Movember in an Age of #MeToo

It’s day three of Movember, the month in which I join millions of other men in wearing a moustache, in order to bring awareness to men’s health issues. But I’ll be honest: there’s something that seems really off this year about this, especially so soon after the Kavanaugh hearings. There’s something that just seems wrong about focusing on men’s needs right now. Over the last few years, I have learned more and more about what privilege is, and just how much privilege I myself carry. And through the deliberations and media carnival around Dr. Ford and Justice Kavanaugh, it was crystal clear, both tragic and loathesome, just how much privilege malehood still carries in our country.

Women deserve better. It’s that simple. Women deserve better than they are getting right now. And now is a time to let them speak, and for us to just shut up for a while. That’s why I’ve been refusing to vote for white men for any office at all for several election cycles right now. (Although, I’ll be honest, I intend to break my vow this week — this election is just too important for me to undervote. So on some votes between two white men, I will probably vote for one of them.)

So focusing on men right now smacks to me of asinine questions like, “Hey, when is White History Month?” (The answer to that question, of course, is, “Every month is White History Month. Just look at the pictures on the money in your wallet, jackass.”) How can I justify focusing on men right now?

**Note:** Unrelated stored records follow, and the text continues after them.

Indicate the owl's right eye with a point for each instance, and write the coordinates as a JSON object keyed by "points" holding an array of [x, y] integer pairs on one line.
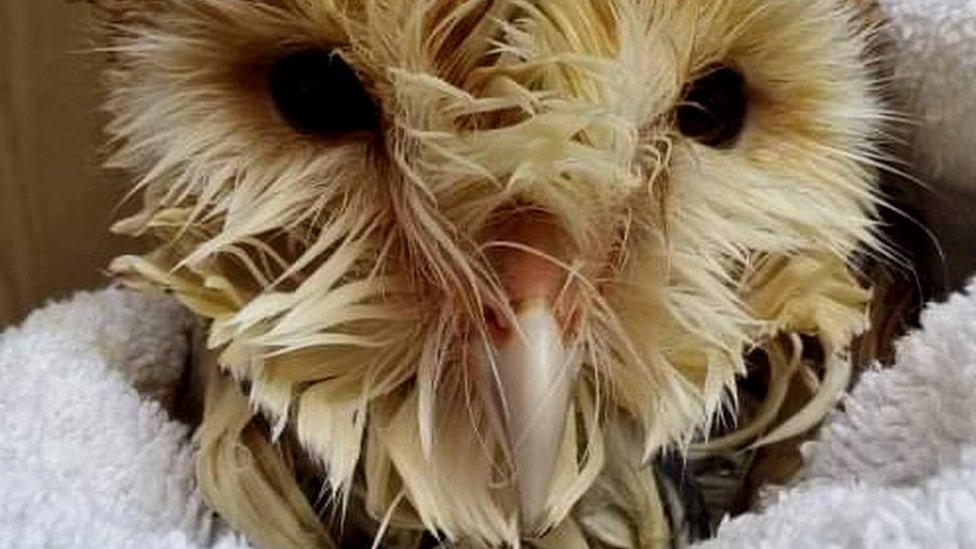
{"points": [[317, 92], [714, 109]]}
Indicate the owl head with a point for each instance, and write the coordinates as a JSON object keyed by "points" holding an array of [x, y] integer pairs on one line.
{"points": [[482, 259]]}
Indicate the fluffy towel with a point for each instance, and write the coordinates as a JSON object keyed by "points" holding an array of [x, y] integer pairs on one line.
{"points": [[935, 73], [89, 458], [897, 466], [86, 458]]}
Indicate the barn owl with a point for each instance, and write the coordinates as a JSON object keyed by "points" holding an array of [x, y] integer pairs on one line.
{"points": [[467, 267]]}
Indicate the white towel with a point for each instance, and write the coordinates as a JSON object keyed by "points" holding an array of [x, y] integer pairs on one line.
{"points": [[86, 459]]}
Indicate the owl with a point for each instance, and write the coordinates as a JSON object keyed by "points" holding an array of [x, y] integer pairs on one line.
{"points": [[467, 268]]}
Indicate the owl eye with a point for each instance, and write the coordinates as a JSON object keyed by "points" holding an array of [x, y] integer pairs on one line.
{"points": [[316, 91], [713, 111]]}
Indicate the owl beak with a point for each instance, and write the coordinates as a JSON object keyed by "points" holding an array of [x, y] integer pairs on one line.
{"points": [[535, 374]]}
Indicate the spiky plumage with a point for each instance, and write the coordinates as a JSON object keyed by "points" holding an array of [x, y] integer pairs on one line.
{"points": [[345, 279]]}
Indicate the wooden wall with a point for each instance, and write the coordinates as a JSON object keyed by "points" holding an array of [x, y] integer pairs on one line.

Well, I guess it’s because this one doesn’t feel (at least to me) like a zero-sum game. It seems to me like encouraging men to take care of their health doesn’t in any way take away from women’s health. In fact, if anything, it shows that men are foolish: we need to be reminded, cajoled, persuaded, to actually take care of ourselves! Something that women are much better at. So Movember doesn’t feel to me like zero-sum, and it also doesn’t seem to be focusing on how “important” men are.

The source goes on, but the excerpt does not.